We Go To School With A Dallas Principal-For-A-Day
Every year volunteers with the Dallas Regional Chamber get to be Principal for a Day at a Dallas school. Thursday, on the 20th anniversary of the program, more than 200 got the chance. KERA caught up with one of them at Sidney Lanier Expressive Arts Vanguard, in west Dallas.
Academics and performance fill every day at this pre-k through 7th grade campus, which will run to 8th grade next year. It’s among several Dallas ISD schools that eventually feeds into the renowned Booker T. Washington High school for the Visual and Performing Arts.
"We are the original 'Little Booker T,'” says Alyssa Peraza, Lanier’s 17-year principal, who asked businessman Randall White to be this day’s honorary leader. Why?
“He impacts things that are going around in the community and just helping us be in touch with some of the businesses that are around there,” Peraza says. “We want them to be able to come over and read to kids or buy us popsicles at field day!”
As she says popsicles, another voice echoes her words.
That guy is White. He runs Eletorre, his own consulting business that builds websites and social campaigns.
"I adore the fact that it’s the mini-arts magnet," White says. "My own arts education was very important to shaping the kind of professional I became. But I also love the fact that they’re grooming tomorrow’s artists."
White’s here to learn.
"The principal, the assistant principal and another staffer are in there reviewing all the teacher schedules for a report called the Classroom Exception Data Verification form," White says. "And it’s mind boggling, the paperwork."

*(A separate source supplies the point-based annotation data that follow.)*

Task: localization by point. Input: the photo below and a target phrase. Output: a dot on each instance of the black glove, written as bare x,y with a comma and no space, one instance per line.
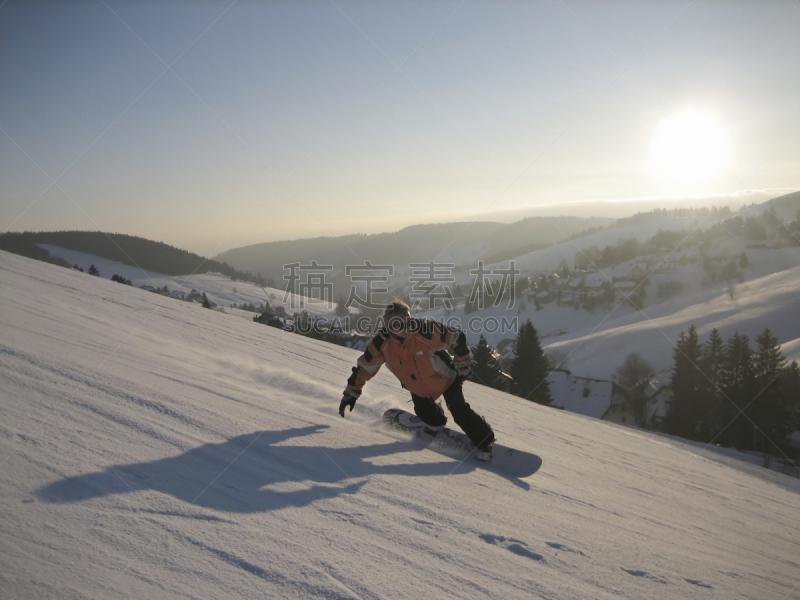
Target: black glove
348,399
464,371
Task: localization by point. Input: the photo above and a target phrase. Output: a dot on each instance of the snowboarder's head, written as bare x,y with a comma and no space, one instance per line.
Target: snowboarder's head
396,318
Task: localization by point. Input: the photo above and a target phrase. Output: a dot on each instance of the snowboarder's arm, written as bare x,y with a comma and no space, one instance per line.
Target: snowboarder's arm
442,337
461,358
366,367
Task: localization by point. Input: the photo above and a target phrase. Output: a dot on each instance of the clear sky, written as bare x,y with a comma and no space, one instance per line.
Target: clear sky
214,124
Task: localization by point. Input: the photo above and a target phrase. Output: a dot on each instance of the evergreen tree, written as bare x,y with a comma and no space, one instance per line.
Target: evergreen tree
634,376
529,369
708,407
682,417
770,405
486,364
736,390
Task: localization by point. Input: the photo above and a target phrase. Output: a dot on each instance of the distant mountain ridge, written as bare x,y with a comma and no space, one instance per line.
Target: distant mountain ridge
442,242
130,250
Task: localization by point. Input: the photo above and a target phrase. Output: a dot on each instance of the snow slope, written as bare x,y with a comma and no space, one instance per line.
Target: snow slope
151,448
771,301
219,288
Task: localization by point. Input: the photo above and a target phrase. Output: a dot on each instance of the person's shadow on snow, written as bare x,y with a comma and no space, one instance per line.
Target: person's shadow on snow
250,473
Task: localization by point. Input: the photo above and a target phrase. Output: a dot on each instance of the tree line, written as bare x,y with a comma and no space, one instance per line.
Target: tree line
130,250
527,376
726,392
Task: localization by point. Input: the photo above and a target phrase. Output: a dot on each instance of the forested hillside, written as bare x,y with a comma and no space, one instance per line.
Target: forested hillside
130,250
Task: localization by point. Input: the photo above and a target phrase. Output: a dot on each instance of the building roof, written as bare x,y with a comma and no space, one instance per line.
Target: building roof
590,397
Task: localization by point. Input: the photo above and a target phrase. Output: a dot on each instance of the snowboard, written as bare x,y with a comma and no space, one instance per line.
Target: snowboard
511,461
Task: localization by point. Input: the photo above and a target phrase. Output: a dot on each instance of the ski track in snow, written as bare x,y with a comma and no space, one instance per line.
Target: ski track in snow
151,448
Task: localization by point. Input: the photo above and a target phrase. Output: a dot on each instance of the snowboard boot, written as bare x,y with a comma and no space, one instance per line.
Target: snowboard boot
484,452
432,430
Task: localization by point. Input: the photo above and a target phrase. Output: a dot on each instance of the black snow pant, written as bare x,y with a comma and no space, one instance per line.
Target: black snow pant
474,425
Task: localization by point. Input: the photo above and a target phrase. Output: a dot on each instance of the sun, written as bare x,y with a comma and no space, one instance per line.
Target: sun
691,146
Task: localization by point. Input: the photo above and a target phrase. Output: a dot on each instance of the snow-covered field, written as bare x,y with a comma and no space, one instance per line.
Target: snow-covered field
151,448
219,288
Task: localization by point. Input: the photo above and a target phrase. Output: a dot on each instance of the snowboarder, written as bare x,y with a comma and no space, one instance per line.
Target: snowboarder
430,360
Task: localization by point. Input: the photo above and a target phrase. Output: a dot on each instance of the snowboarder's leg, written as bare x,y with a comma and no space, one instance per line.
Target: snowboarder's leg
474,425
429,411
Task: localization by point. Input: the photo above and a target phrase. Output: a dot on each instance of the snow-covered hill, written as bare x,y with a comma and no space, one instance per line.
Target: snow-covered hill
151,448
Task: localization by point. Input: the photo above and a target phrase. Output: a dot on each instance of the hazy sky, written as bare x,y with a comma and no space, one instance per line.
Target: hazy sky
210,125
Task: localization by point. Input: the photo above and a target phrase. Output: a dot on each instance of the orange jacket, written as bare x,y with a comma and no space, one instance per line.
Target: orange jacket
422,361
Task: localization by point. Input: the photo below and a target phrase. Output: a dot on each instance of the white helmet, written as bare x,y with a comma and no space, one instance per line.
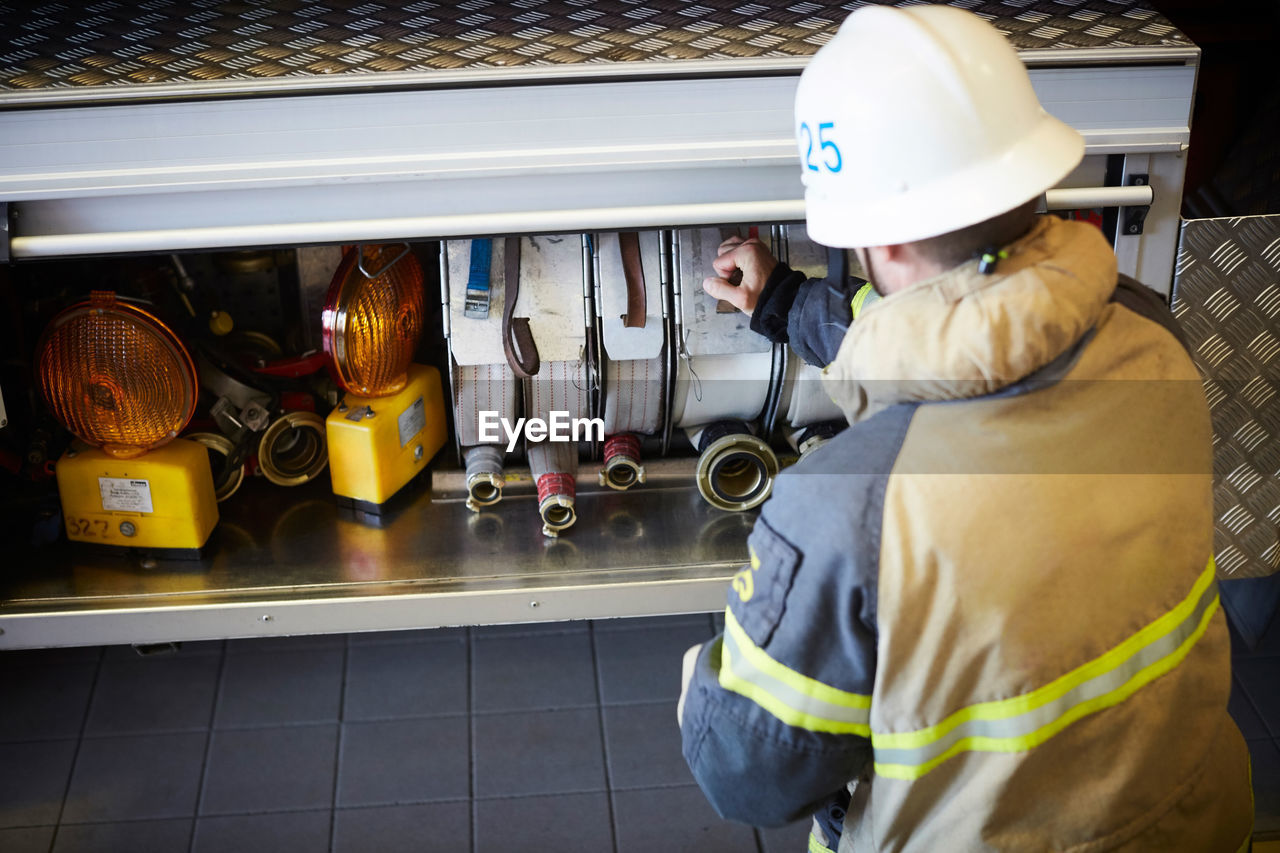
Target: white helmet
918,122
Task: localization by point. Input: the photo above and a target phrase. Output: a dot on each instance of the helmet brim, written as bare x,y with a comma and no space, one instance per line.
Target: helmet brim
990,187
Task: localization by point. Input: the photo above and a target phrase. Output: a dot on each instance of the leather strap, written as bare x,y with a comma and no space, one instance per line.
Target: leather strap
629,243
517,338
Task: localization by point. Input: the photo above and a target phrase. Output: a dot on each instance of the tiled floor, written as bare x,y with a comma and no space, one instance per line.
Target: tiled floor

White says he’s also here to help. In a dance class, a dozen 5th graders learn their steps. By the afternoon, twice as many will crowd the same space.

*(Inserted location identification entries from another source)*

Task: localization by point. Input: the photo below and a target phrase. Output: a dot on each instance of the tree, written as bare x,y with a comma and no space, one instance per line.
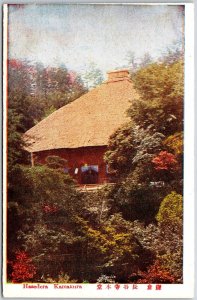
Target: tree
23,268
171,211
161,89
111,249
93,76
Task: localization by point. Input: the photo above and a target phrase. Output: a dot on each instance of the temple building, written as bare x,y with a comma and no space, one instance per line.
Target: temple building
79,132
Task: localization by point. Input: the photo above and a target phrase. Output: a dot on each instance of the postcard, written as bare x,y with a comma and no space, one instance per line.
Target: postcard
98,140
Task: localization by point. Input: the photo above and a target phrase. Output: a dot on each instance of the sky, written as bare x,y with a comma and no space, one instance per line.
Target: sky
79,35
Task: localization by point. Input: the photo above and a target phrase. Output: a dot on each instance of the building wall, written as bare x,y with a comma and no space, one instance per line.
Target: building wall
76,158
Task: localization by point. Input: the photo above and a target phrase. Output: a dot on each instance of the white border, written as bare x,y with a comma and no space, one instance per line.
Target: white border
185,290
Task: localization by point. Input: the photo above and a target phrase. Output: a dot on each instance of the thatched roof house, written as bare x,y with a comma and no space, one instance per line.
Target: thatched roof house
79,131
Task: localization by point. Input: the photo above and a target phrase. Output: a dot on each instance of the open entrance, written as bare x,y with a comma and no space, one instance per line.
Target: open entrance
89,174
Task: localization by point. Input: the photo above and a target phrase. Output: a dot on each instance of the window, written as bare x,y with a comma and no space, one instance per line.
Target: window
89,174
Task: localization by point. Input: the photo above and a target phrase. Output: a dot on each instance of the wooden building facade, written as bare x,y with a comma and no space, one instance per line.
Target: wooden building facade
79,132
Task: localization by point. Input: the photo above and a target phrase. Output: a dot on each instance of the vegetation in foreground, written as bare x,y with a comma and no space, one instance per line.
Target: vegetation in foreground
128,233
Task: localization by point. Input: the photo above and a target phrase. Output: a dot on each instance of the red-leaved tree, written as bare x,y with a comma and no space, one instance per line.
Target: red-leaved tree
165,161
23,268
156,274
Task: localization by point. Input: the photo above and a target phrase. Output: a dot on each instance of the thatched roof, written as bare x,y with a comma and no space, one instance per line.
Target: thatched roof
87,121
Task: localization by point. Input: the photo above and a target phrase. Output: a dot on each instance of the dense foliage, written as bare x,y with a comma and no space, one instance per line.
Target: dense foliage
127,232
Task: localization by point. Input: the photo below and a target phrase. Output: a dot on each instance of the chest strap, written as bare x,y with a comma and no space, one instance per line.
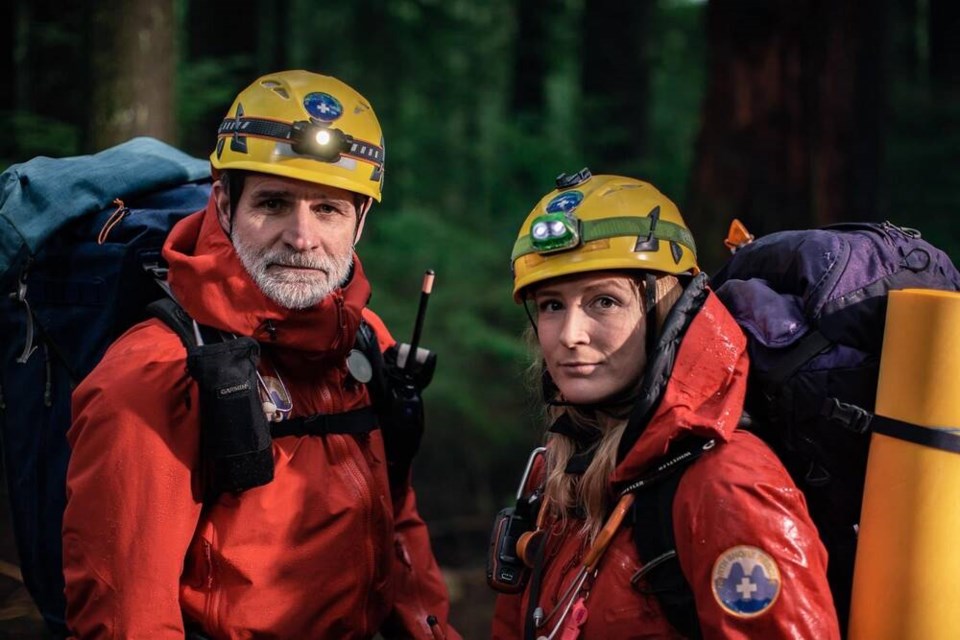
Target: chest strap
363,420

"So space is an issue," White explains. "Additional faculty would be wonderful. These kids need more to be able to be more."
Ten-year-old Penelope Trujillo says it’s get pretty crowded on the dance floor. More space would mean more options to be creative.

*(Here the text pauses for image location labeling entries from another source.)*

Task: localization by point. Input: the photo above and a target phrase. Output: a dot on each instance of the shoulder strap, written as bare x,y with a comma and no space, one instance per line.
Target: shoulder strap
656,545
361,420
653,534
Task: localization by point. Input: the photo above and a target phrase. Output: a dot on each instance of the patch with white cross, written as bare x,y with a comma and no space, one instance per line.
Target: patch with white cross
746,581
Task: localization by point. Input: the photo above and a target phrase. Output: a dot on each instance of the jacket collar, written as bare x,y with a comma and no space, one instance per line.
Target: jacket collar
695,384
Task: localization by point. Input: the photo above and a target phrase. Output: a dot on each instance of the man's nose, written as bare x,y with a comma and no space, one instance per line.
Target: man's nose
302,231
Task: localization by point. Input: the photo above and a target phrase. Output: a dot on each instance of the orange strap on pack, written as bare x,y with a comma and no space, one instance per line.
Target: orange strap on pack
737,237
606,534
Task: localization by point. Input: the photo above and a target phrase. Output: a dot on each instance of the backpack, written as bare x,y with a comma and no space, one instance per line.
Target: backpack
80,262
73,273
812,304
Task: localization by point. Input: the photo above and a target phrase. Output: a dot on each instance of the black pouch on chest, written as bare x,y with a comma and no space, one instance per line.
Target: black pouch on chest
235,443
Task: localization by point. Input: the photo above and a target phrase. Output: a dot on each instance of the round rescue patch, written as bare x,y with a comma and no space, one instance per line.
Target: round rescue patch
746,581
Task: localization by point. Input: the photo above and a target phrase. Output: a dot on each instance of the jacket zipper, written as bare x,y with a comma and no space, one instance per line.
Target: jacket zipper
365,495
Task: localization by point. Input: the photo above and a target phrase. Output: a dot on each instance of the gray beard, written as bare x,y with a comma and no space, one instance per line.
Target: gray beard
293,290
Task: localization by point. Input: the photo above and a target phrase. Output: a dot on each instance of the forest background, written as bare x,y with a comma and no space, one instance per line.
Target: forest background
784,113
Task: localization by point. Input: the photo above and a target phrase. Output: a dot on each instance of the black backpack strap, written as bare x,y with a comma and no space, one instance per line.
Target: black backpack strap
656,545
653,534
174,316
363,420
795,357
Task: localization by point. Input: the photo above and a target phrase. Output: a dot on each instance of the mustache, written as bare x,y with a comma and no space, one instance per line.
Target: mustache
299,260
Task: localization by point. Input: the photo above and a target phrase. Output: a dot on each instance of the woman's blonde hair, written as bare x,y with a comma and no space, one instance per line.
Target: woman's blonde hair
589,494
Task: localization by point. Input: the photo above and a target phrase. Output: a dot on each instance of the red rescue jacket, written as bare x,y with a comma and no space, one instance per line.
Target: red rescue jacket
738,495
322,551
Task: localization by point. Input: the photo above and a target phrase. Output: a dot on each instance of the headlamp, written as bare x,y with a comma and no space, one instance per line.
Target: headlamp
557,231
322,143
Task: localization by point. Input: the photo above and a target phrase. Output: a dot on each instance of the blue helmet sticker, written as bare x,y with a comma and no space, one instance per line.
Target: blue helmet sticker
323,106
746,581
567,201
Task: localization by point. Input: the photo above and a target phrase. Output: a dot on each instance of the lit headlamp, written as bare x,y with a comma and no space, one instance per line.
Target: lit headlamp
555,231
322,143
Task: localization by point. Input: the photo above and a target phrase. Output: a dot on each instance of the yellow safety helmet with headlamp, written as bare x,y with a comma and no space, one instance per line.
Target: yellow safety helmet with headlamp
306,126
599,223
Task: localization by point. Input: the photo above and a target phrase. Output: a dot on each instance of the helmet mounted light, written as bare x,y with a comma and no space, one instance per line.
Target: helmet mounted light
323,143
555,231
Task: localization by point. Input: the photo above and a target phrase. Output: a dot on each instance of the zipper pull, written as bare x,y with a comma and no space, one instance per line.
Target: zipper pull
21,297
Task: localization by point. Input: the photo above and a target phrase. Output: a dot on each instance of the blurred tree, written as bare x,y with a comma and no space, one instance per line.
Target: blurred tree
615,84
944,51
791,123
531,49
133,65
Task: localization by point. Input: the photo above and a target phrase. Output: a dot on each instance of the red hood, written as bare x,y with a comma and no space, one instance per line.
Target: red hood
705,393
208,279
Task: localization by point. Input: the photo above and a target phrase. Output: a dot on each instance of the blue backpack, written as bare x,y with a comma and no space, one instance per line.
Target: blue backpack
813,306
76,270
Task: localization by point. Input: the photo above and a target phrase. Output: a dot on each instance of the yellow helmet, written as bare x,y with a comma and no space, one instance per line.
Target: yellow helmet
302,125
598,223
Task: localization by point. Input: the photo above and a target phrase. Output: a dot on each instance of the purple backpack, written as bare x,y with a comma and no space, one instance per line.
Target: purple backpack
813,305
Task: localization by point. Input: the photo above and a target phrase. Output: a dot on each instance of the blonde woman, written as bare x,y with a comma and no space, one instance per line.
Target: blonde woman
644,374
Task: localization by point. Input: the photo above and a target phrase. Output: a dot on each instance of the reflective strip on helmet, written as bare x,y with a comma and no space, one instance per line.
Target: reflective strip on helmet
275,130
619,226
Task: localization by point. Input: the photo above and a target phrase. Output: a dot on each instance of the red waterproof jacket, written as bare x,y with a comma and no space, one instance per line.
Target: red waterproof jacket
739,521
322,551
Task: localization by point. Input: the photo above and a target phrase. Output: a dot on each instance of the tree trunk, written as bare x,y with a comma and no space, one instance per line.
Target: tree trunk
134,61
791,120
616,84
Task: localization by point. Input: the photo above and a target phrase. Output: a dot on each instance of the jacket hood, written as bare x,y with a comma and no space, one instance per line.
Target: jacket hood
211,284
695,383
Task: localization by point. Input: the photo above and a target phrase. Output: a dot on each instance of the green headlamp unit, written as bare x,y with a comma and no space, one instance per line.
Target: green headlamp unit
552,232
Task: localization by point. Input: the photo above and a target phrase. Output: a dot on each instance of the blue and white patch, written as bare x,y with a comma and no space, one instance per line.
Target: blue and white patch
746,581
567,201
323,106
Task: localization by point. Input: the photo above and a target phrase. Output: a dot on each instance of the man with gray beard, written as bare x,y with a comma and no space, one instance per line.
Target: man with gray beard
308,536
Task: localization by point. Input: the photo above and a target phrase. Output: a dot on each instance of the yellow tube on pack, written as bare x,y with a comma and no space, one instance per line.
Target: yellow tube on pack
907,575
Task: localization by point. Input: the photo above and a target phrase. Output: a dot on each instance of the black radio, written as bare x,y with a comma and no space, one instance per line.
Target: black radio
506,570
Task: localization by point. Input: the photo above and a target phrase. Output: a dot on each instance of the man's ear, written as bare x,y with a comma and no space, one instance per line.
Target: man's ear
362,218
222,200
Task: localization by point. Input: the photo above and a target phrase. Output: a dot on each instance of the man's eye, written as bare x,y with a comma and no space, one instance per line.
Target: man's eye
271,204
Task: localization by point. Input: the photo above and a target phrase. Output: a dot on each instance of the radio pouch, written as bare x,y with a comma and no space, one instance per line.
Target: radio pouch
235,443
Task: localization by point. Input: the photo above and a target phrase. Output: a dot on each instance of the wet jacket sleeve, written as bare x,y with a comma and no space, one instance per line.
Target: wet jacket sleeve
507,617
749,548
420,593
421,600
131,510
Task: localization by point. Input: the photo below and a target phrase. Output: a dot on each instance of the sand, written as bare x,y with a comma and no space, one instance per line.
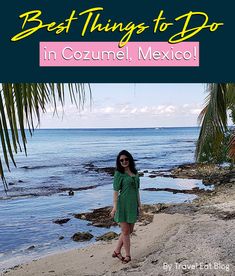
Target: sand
185,239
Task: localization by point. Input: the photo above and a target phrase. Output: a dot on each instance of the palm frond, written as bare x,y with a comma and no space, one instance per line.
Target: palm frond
21,106
214,121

"I do gymnastics and there are also people that want to do it," Penelope says. "And I kind of feel like sometimes I don’t really know if I want to do it because I don’t want to hit anybody."
White stores that bit of information away, along with other school needs. He believes an arts curriculum helps people solve problems in different, more creative ways.
"And that’s what gets triggered here at Sidney Lanier," White says. "And I know that has helped me throughout my career and I believe it’ll also help all of the kids who go through this program."
White hopes he and others in the community may one day come up with creative and financial solutions of their own to help this and other schools.